Yes, I did make a menu…well really a fake flexi-menu. I made a hashbrown casserole on Sunday. I created a rice salad with garbanzo beans on the fly on Sunday as well. I also baked a chicken, made a cucumber salad (but not this cucumber salad) and a tomato salad. Oh, roasted potatoes too. This will last us until pay day as lunches/dinners with bits and pieces of cheese, bread, crackers, etc.
Ok, I will tell you how to make the cucumber salad I grew up requesting:
Grab a few cucumbers, I use pickling cucumbers because I like them better, but you can use salad cucumbers. I don’t mind. I did peel them this week, but sometimes just score them for prettiness or leave the skins on for laziness. Slice them thin. Add some thin slices of onion, probably a one slice of onion to 2 parts cucumber ratio. Sprinkle with salt (I sort of over salted this week, oops.) and some dill. Then add a dollop of sour cream. NOT TOO MUCH, just barely enough to touch each cucumber. Why? Because then magic happens. You throw the salad in the fridge for an hour or two or overnight and the cucumbers sweat like crazy leaving you with a thin creamy dressing.
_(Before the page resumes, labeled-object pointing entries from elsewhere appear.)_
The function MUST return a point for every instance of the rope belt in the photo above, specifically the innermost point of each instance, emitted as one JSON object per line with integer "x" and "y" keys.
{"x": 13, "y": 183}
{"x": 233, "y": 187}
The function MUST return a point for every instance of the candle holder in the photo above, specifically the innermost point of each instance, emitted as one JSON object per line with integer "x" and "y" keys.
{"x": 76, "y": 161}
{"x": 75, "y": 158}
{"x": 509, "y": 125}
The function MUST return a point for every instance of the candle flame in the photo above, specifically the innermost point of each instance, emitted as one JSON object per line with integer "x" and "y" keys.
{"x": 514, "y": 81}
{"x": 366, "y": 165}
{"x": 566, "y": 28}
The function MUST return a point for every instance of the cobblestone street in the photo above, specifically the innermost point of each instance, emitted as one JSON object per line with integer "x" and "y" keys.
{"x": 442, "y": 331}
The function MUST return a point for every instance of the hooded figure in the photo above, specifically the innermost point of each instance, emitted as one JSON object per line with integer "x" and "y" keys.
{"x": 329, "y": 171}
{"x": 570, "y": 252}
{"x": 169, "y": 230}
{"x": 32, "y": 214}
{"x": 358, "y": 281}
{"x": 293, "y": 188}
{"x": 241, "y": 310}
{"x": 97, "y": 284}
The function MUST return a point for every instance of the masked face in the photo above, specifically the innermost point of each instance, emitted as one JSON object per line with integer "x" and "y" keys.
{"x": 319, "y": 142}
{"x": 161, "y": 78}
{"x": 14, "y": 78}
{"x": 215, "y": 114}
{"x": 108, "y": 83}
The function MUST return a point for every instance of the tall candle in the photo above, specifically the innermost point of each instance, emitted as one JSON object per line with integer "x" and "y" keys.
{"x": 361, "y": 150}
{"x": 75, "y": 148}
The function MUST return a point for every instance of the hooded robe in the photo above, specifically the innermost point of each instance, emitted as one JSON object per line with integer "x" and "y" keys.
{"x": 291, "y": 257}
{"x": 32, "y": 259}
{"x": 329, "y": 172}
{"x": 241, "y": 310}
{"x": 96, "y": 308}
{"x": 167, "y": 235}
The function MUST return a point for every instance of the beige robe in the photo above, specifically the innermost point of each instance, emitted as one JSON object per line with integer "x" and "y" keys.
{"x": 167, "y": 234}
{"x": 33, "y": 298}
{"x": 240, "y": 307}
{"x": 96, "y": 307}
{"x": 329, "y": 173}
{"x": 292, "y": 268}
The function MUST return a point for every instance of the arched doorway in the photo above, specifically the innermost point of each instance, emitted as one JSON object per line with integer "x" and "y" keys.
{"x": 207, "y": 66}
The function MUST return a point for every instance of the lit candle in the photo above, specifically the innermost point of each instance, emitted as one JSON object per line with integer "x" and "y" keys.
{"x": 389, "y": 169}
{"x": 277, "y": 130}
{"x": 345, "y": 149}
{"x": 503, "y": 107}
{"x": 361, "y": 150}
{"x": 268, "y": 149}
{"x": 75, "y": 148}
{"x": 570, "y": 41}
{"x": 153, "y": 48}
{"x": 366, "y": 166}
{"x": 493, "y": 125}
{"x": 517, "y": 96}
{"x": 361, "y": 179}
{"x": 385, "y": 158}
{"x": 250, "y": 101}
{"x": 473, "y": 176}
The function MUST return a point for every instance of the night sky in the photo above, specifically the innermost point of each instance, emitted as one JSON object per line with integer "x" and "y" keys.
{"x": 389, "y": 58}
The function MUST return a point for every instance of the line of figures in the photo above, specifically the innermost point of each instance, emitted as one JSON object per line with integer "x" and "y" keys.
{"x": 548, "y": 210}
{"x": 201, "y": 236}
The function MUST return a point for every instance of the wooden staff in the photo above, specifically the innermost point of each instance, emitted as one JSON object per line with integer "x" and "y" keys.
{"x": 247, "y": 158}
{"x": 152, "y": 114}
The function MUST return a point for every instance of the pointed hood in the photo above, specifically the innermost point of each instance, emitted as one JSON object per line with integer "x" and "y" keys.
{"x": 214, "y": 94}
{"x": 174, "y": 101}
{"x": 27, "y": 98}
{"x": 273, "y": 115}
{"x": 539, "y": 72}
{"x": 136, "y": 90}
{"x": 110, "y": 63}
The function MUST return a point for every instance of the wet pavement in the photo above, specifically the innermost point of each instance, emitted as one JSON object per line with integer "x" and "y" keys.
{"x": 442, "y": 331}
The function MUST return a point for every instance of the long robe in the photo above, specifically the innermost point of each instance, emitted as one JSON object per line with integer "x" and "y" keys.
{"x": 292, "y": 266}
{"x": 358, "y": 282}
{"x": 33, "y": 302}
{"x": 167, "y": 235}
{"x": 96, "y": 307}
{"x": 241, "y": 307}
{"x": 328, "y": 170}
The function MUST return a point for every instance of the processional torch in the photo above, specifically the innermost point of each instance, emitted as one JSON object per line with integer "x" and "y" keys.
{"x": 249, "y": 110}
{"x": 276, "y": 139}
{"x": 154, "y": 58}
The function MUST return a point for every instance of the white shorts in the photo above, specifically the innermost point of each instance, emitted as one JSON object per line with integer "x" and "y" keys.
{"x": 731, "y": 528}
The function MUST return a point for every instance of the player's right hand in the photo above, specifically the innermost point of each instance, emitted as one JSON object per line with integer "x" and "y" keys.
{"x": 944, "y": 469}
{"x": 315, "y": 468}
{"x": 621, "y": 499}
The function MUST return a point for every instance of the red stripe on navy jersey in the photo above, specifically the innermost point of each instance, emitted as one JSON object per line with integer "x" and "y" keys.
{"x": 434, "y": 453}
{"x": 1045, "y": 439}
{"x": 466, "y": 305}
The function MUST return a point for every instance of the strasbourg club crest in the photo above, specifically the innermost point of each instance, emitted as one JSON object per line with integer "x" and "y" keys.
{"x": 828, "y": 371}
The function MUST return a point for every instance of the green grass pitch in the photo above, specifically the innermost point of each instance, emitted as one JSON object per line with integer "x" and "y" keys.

You can adjust the salt/dill/add a bit of sugar/vinegar/whatever tickles your fancy just before serving. Though now that I think about it, if you think you might want a bit of sugar in it, do it when you add salt and dill before refrigerating.
Super simple and with a plate of sun ripened tomatoes on the side, you convince me it is summer in the dead of winter.